Project: x86 to ARM binary translator

Yale Zhang yzhang1985 at gmail.com
Fri Apr 8 04:16:00 CDT 2011


Thanks everyone for their comments. I took some time to reread the FX!32 and
Transmeta Crusoe publications (I 1st read them 3 years ago while I was at
Georgia Tech) to see what the challenges are.

The simplest approach is what Stefan proposed:  run the Windows app inside
x86 wine, inside of QEMU (target = x86, host = arm). Pretty clever, but the
2 layers of translation, instead of 1 layer, might cause problems. Also, I
said earlier, I don't think QEMU's code generator produces fast enough code,
so that will need to be improved (no change to Wine). I will try it and see
what happens.

The 2nd approach, which is almost identical to FX!32 (runs x86 Windows
programs on Alpha Windows), will be to do what Stefan proposed 2nd:  create
a stand alone process VM to run x86 Windows apps on ARM Windows, using
wrappers to translate x86 Windows functions to ARM Windows functions. I
think those wrappers/jackets can be generated automatically by scanning
header files.

I still don't like this approach due to doing the API translation and
instruction set translation in 2 separate programs. Ideally, I would take
the Darwine approach of doing both API translation and binary translation
both in Wine.

To me, the API translation is less interesting than doing x86 to ARM
translation efficiently. I said earlier, QEMU's approach of translating
target instructions => micro ops => host instructions is inefficient due to
generating redundant operations.

1. Transmeta code morphing software
       no emulation of x86 instructions: always translates to native
instructions (though not always with optimizations). Hot code is
retranslated with optimizations.
2. FX!32
       first emulates x86 instructions, then picks candidates for
translation to Alpha instructions

I'm tempted to do a quick and dirty x86 to ARM translation for cold code
that isn't a candidate for optimization. But since any non-trivial code
transformation/optimization is best done on a *simple* intermediate
representation, I will have use an intermediate representation for hot code
that needs to be optimized.

But writing a direct x86 to ARM translator will be a lot of work and not
portable to other targets (resurgent MIPS ?)
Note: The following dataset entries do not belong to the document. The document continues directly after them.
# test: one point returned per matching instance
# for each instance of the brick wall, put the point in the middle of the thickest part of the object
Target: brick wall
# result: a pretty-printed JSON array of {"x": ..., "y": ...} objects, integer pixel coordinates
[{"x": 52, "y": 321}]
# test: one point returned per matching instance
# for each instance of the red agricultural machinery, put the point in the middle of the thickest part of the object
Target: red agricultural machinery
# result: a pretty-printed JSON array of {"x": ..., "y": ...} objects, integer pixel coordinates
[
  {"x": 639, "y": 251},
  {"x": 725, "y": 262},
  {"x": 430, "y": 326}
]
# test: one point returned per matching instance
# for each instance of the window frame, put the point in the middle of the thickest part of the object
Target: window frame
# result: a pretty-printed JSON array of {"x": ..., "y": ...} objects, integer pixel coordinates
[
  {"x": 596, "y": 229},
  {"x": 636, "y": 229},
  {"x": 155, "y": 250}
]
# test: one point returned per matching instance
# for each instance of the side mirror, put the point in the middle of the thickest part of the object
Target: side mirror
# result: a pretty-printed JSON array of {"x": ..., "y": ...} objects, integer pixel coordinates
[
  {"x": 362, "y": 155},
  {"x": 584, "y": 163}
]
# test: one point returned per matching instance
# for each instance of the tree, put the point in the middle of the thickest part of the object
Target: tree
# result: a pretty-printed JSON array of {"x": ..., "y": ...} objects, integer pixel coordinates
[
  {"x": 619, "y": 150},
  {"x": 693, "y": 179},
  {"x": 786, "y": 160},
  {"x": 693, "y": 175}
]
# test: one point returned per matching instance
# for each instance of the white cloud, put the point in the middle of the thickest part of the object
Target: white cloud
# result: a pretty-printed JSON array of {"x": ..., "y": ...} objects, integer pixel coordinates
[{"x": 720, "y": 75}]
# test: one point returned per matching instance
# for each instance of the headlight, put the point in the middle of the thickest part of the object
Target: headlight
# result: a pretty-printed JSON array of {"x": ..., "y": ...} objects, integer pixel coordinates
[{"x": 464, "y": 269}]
Therefore, another approach would be to use QEMU as is, but use LLVM
optimizations for hot candidates like was done earlier in a Google SOC
project. This will be very slow on a the 1st run of the program, but a
persistent translation cache like FX!32 and .NET assembly uses, will make
subsequent executions much faster. The static persistent translation won't
be complete however, due to unknown indirect branches, so it will keep
growing. I think the main reason FX!32 uses a persistent translation cache
is because it uses emulation, which would be otherwise intolerable if done
on every application launch.

Other issues:

x86 condition flag evaluation - I want to do this lazily, but how do I know
the liveness of those values (given an instruction that uses a condition
flag, how do I find the instruction that generates the condition flag)?


Stefan,
---------------------------------------------------------------------------------------------
"ARM doesn't need [dealing with unaligned loads/stores], but PPC does"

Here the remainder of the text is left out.